Claiming helplessness behind a veil of “but we’re helping people, do you want us to stop?” false self-righteousness helps no one.

Environmentalists

I mentioned environmentalists in the title and focused so far on a different group of do-gooders. I see the pattern in environmentalists. I happened upon this paragraph in Wikipedia’s article on Flight Shame showing how much environmentalists and Greens pollute:

In autumn 2014, a German survey shown that Green Party voters travel more often by plane: 49% flew once a year compared to 42% of Left voters, 36% of CDU/CSU (Conservatives) supporters and 32% of SPD (Labour) supporters. None of them never flew, compared to 17%, 16% and 13% for the other supporters, respectively. […] Greens supporters are often well educated and earn more than the average, and travel frequently for business and tourism. In Britain in 2015, a survey carried out by Travelzoo shown that Green Party supporters are the most likely to fly long-haul.

It only treats flying, but I’ve seen research showing that they pollute as much as everyone in many other areas.

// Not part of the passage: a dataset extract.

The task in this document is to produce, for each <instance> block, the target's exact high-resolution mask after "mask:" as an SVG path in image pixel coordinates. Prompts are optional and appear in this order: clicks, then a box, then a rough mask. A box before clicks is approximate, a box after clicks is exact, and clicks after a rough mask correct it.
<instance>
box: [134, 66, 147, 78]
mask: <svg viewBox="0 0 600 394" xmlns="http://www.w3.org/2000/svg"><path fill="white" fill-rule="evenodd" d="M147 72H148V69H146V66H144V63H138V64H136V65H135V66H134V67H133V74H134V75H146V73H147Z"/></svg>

My personal experience isn’t double-blind controlled experiment, but it tells me that when challenged on their personal, unnecessary, often self-indulgent polluting behavior, they react like cornered animals with vicious self-righteous no-holds-barred self-defense. Their main case is that individual actions don’t matter and to look at the (what they consider) good that comes from their, say, flying to Africa or Central America (as if their flying there helps instead of hurts those places). But they turn it around and attack more than reflect and introspect.

Come to think of it, I might be discounting whatever biases I’m not accounting for. What have been your experiences talking to environmentalists about their own pollution?